The international product needs innovation and will take at least six months
before it makes a healthier contribution to overall revenues.
According to you, how are the OTAs evolving with reduced
air transactions these days?
The OTA product is obtaining a lot more complex utilities and all are building
strong non-air products and exploring different products to do that. Our position
right now is to address all problems in the hotels segment and this is where
deals like TripAdvisor, which gave us a million reviews overnight, added to
the transparency we provide. We have witnessed 25-30 per cent growth in bookings
due to this. However, hotels are a long race and not a sprint and there are
real problems such as access to inventory and pricing. Overall, occupancy has
been hit quite hard because of the airlines, which is why this quarter is important
for us and we are focusing on putting in the right content and allocation and
will support it with lots of customer optimisation.

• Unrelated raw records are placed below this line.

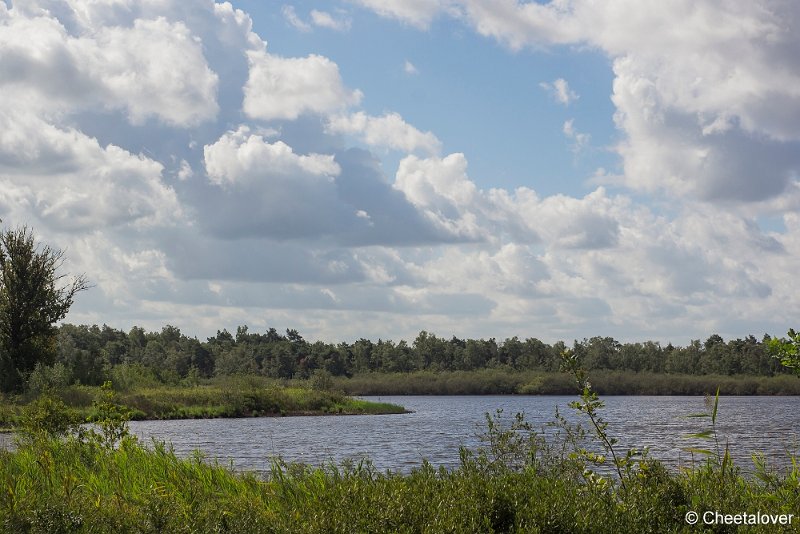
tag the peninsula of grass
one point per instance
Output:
(220, 398)
(504, 381)
(61, 479)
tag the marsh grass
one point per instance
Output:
(521, 479)
(226, 397)
(502, 381)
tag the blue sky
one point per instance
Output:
(373, 168)
(478, 96)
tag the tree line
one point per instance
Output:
(90, 354)
(36, 353)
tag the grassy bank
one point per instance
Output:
(501, 381)
(228, 397)
(521, 480)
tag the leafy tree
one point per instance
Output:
(33, 297)
(788, 351)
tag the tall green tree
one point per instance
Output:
(34, 295)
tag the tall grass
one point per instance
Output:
(501, 381)
(237, 396)
(521, 479)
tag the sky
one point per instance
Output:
(374, 168)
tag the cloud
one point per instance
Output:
(285, 88)
(705, 91)
(291, 17)
(144, 69)
(389, 131)
(323, 19)
(417, 13)
(196, 176)
(561, 91)
(74, 184)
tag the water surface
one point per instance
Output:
(439, 425)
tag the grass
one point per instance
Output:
(520, 480)
(229, 397)
(503, 381)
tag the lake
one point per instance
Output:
(439, 425)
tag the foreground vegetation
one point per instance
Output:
(562, 478)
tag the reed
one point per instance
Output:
(522, 479)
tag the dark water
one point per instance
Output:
(440, 425)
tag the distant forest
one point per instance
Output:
(91, 354)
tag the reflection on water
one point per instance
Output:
(440, 425)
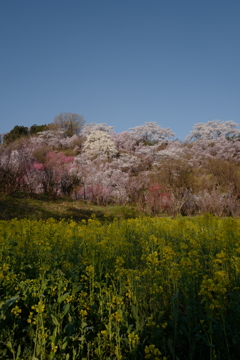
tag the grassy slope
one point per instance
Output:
(37, 207)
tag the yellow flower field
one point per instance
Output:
(147, 288)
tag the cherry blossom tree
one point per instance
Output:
(91, 127)
(212, 130)
(70, 123)
(152, 132)
(100, 141)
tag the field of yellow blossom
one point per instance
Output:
(146, 288)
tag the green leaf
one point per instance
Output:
(66, 309)
(63, 297)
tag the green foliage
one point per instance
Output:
(132, 289)
(15, 133)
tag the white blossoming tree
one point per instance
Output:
(212, 130)
(152, 132)
(99, 141)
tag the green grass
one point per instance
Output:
(36, 207)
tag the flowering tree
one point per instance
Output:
(212, 130)
(49, 138)
(70, 123)
(151, 132)
(99, 141)
(91, 127)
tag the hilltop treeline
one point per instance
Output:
(144, 166)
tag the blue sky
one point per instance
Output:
(121, 62)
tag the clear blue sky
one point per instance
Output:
(122, 62)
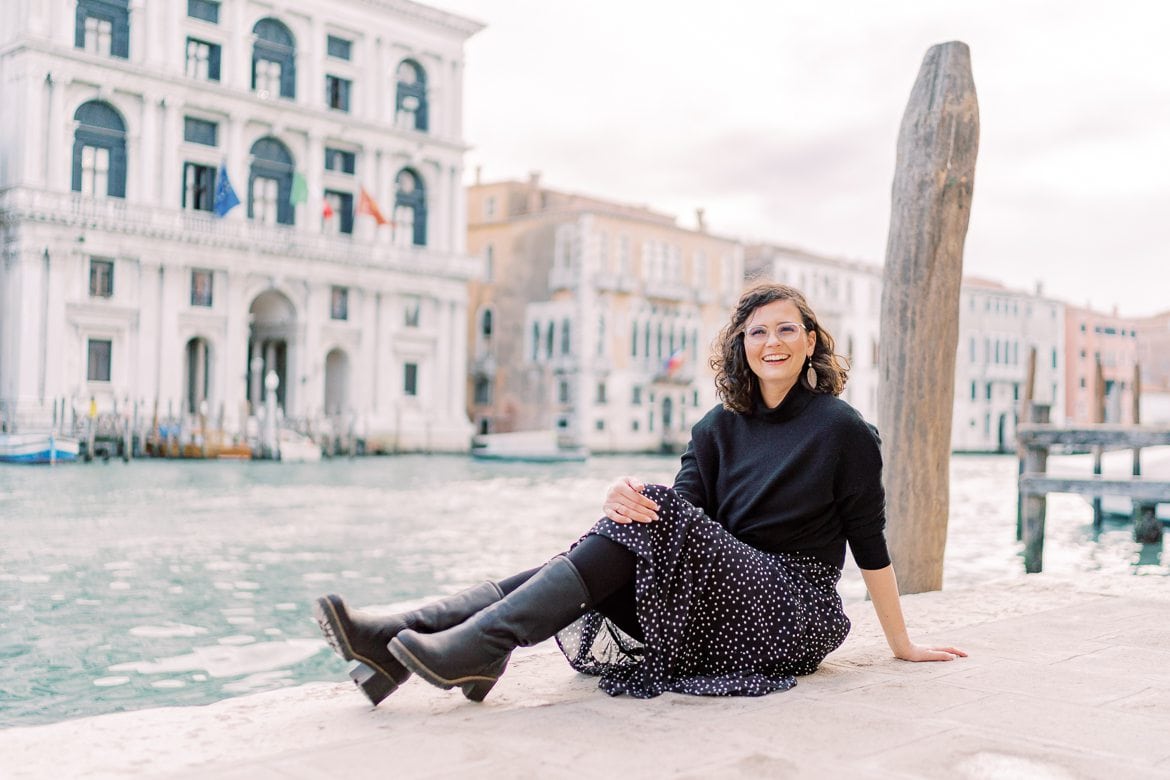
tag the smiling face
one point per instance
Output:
(776, 360)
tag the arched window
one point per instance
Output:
(100, 151)
(270, 183)
(410, 208)
(273, 60)
(411, 104)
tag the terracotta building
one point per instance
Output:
(593, 317)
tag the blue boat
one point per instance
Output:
(38, 448)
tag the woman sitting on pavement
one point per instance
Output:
(724, 584)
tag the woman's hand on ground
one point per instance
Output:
(625, 502)
(919, 653)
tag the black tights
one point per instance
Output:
(607, 570)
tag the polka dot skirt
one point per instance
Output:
(720, 616)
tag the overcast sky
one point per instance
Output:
(780, 119)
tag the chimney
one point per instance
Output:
(534, 192)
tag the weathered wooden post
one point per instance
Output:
(1098, 449)
(1036, 506)
(1137, 415)
(930, 208)
(1025, 414)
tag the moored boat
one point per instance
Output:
(531, 446)
(38, 448)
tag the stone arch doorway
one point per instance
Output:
(197, 370)
(337, 382)
(270, 331)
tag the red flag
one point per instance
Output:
(366, 206)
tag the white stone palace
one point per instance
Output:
(129, 277)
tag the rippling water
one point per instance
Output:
(184, 582)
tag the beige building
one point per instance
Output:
(593, 317)
(1107, 340)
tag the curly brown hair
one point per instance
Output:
(736, 384)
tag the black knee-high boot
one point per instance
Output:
(363, 637)
(474, 654)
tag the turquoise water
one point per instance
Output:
(162, 582)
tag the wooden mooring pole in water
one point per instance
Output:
(930, 207)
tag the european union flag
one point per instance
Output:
(225, 197)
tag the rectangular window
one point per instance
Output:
(200, 131)
(411, 306)
(95, 171)
(338, 216)
(97, 366)
(266, 78)
(98, 36)
(482, 391)
(410, 379)
(198, 187)
(101, 278)
(205, 9)
(338, 47)
(202, 60)
(201, 288)
(339, 303)
(339, 160)
(337, 92)
(263, 200)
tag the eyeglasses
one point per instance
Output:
(787, 332)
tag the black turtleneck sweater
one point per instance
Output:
(802, 477)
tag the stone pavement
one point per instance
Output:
(1066, 680)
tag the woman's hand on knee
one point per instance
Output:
(625, 502)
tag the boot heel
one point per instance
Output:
(374, 684)
(476, 691)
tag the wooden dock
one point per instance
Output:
(1037, 439)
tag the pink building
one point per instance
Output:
(1092, 337)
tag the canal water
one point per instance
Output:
(163, 582)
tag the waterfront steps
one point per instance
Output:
(1067, 678)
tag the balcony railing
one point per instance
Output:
(669, 291)
(116, 214)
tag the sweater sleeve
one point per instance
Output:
(860, 496)
(688, 482)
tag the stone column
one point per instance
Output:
(57, 138)
(27, 167)
(315, 166)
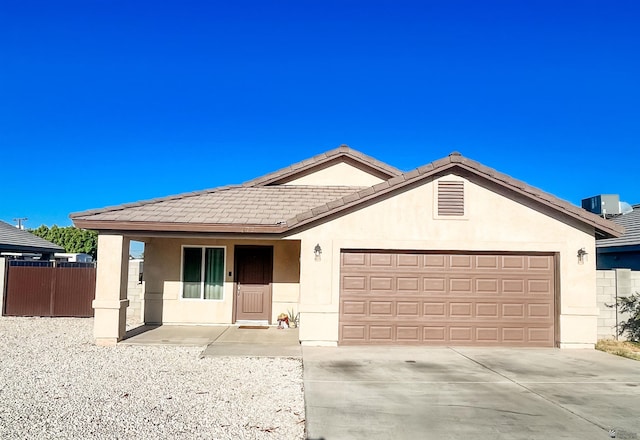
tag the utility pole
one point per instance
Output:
(20, 221)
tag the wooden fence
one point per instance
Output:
(50, 291)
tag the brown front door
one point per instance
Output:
(254, 267)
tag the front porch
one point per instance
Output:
(221, 340)
(192, 281)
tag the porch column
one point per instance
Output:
(110, 304)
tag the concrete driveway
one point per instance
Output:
(469, 393)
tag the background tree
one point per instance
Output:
(72, 239)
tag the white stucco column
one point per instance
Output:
(110, 303)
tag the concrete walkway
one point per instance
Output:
(221, 340)
(468, 393)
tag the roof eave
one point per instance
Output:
(604, 227)
(110, 225)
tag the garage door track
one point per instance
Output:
(469, 393)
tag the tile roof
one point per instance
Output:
(13, 239)
(456, 161)
(631, 224)
(253, 207)
(234, 205)
(383, 170)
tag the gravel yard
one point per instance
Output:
(54, 383)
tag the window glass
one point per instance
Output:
(214, 273)
(192, 272)
(202, 273)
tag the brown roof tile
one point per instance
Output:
(290, 171)
(237, 205)
(254, 207)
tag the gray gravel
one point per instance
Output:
(54, 383)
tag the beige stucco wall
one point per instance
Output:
(338, 174)
(162, 266)
(492, 222)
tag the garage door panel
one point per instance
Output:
(412, 298)
(408, 284)
(354, 308)
(463, 310)
(487, 262)
(460, 285)
(487, 334)
(539, 287)
(539, 334)
(353, 333)
(487, 286)
(434, 262)
(408, 261)
(353, 259)
(354, 282)
(432, 309)
(513, 334)
(381, 308)
(540, 263)
(407, 309)
(513, 287)
(539, 311)
(460, 261)
(459, 334)
(381, 283)
(408, 333)
(513, 262)
(382, 260)
(434, 285)
(383, 333)
(487, 310)
(434, 333)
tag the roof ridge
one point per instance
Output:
(342, 150)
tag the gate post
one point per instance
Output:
(110, 303)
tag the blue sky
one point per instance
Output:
(104, 102)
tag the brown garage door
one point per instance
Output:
(446, 299)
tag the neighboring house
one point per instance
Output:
(18, 241)
(621, 252)
(451, 253)
(73, 257)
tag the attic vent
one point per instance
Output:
(450, 197)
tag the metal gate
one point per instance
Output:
(50, 291)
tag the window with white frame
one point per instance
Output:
(202, 272)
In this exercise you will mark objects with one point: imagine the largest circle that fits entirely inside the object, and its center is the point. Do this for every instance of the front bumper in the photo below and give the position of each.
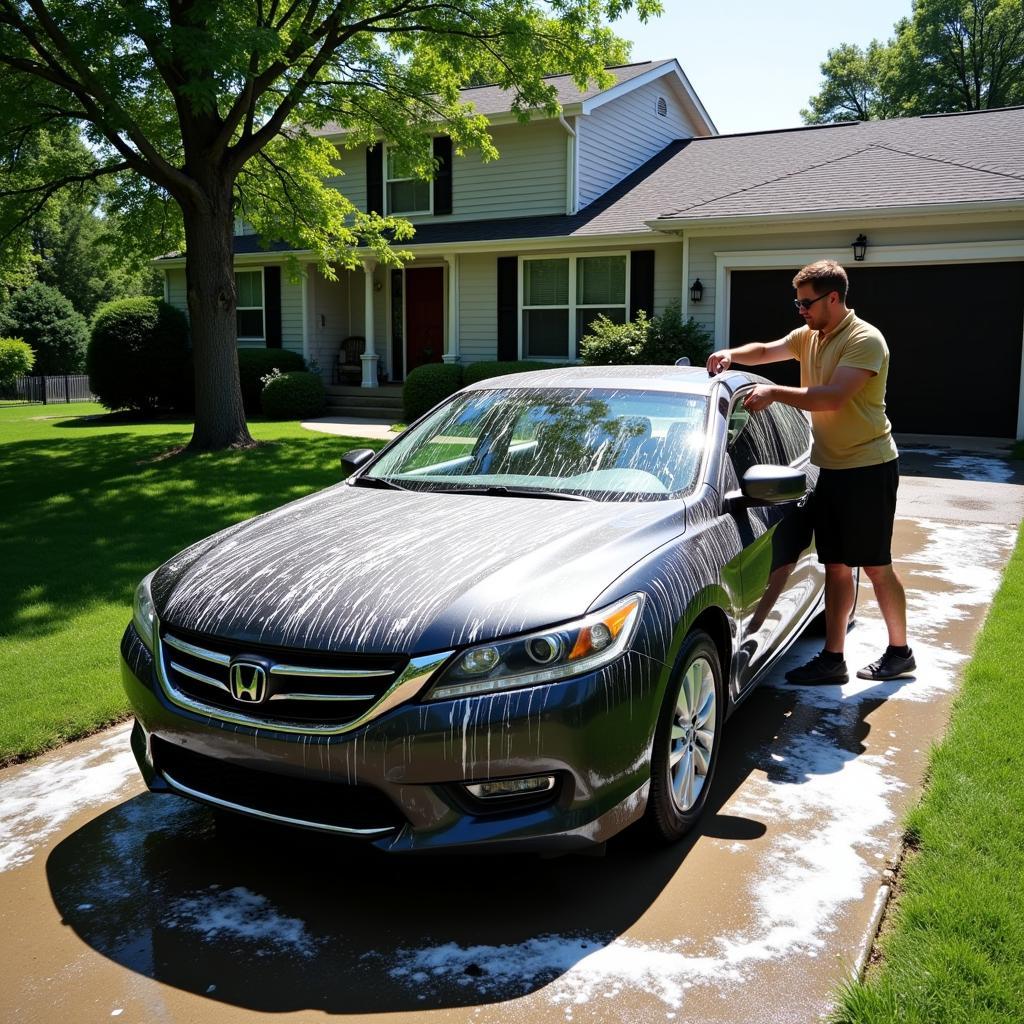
(398, 782)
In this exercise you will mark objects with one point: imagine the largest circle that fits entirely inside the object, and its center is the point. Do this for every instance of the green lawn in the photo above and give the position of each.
(89, 507)
(953, 949)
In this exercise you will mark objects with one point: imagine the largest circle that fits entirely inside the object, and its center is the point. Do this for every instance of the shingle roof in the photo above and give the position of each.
(875, 165)
(492, 99)
(963, 158)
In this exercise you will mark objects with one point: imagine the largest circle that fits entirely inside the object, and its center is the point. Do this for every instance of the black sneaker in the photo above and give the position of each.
(819, 670)
(890, 666)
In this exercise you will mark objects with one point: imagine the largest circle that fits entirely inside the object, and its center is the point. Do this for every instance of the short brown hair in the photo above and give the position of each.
(824, 275)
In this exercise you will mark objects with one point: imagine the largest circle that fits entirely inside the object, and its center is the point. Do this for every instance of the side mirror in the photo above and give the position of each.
(768, 485)
(351, 461)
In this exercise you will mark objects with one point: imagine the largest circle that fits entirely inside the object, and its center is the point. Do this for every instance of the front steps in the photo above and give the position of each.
(365, 402)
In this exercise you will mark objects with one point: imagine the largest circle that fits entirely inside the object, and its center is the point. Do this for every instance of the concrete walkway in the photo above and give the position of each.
(350, 426)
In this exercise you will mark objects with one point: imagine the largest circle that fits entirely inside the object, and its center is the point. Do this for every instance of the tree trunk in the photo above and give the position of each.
(220, 420)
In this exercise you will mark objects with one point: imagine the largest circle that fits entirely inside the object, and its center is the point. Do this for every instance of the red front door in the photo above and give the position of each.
(424, 316)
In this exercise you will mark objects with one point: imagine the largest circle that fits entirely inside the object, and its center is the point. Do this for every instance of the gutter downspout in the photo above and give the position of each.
(571, 165)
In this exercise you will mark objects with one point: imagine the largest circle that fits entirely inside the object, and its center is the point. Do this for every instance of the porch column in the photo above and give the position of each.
(370, 354)
(452, 350)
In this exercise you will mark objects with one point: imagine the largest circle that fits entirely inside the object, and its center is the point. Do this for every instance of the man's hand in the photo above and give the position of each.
(761, 397)
(719, 361)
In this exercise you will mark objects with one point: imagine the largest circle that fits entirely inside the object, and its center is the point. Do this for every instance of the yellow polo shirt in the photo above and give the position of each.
(859, 433)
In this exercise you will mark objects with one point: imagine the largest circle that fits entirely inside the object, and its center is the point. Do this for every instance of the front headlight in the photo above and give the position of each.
(143, 613)
(565, 650)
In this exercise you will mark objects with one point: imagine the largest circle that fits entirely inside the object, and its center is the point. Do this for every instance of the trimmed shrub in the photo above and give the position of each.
(483, 371)
(426, 386)
(298, 395)
(138, 354)
(56, 334)
(15, 360)
(658, 341)
(255, 364)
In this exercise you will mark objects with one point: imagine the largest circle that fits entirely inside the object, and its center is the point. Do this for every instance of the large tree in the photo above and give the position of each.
(201, 111)
(949, 55)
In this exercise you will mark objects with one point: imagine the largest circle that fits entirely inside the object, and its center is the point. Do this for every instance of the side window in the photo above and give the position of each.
(794, 430)
(753, 439)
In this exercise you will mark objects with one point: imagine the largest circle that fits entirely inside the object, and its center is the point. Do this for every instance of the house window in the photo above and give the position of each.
(249, 311)
(562, 297)
(404, 195)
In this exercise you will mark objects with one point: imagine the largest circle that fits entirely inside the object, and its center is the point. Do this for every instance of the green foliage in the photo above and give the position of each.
(137, 354)
(615, 49)
(15, 360)
(43, 317)
(950, 55)
(426, 386)
(255, 364)
(197, 113)
(660, 340)
(297, 395)
(482, 371)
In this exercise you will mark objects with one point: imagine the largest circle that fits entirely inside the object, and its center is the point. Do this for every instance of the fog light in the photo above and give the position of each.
(511, 786)
(476, 662)
(544, 650)
(600, 636)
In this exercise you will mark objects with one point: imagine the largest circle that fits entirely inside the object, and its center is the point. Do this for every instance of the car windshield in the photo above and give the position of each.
(596, 443)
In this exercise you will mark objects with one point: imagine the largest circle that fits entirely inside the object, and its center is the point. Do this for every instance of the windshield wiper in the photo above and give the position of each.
(377, 481)
(500, 491)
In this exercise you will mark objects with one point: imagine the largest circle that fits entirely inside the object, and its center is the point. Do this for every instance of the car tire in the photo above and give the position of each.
(687, 740)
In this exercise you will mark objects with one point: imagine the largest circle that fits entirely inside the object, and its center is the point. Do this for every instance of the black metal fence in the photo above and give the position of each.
(53, 390)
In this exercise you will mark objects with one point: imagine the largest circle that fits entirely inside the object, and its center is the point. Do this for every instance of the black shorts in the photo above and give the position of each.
(853, 512)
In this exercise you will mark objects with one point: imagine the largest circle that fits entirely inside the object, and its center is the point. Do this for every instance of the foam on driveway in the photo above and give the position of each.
(741, 925)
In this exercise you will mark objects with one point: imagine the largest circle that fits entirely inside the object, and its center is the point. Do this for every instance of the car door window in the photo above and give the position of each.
(794, 429)
(753, 439)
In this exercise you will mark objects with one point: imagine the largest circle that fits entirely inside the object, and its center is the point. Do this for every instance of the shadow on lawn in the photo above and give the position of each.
(87, 517)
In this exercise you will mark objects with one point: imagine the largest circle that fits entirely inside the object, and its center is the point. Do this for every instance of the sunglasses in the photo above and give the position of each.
(807, 303)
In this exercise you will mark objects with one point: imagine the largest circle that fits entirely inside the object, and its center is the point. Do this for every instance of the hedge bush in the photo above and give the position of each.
(483, 371)
(659, 340)
(297, 395)
(138, 354)
(15, 360)
(56, 334)
(255, 364)
(426, 386)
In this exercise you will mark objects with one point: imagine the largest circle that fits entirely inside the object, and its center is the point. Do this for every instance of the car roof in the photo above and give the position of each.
(685, 380)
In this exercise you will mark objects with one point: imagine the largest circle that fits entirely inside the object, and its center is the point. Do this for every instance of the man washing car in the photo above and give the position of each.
(844, 363)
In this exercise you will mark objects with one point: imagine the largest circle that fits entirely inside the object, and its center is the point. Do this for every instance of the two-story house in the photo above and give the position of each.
(630, 200)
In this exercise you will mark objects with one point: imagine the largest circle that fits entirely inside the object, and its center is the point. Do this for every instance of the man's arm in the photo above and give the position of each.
(753, 354)
(845, 383)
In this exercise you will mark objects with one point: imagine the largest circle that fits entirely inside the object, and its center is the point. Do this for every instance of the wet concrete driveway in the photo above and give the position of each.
(115, 903)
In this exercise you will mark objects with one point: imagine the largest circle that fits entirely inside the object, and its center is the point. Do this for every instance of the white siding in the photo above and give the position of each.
(624, 133)
(478, 307)
(478, 294)
(291, 312)
(351, 181)
(527, 178)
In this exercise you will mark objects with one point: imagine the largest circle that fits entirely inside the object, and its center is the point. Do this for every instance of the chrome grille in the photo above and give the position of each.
(305, 691)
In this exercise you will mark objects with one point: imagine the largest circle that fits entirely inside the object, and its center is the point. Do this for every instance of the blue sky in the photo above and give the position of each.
(755, 65)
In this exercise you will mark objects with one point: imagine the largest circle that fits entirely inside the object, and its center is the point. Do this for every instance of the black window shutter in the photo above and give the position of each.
(375, 178)
(442, 176)
(271, 305)
(642, 283)
(508, 308)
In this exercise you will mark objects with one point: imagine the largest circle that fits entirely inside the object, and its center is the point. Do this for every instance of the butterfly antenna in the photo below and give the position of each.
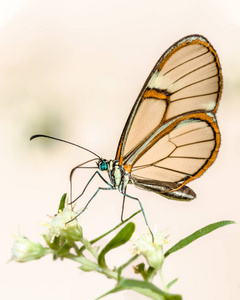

What changes do you foresee in a zero per cent commission
era?
We support the transaction fee. The idea of air commissions was to have a cash
flow and not profit-making. If the numbers in the discussion are right, we believe
that this is fair as it will give us resources, profits, better choices and
products.
What is going to be your immediate focus?
From November, we are looking at increasing revenue opportunities to gain profitability
by early 2009, in all segments including rail. Our goal is not to thereafter
merge or enter a partnership, but to continue to grow independent of our investments
from VCs. We believe that the next 18-24 months would be a tipping point in
the OTA market.
Could you tell us more about the B2B product that is currently
being developed?
The B2B space is crowded and messy and economics of models are changing. We
are currently having eight live pilots on the distribution side and every part
of our technology is API-enabled, and our CRM technology, content, inventory
are available from end-to-end to everyone. With two and a half years of investment
in product and technology we can now offer our consumers and partners benefits.
B2B products must be clear about value proposition - products, content, new
revenue opportunities - and is about to witness a turmoil with cash flow issues.
The question everyone is asking today is how to make the desk staff more productive
in the zero per cent era and at the same time serve from 10 to 20 people a day.
Consumers too want things quicker and our approach is to make it productive
which in the long term will have a good price proposition.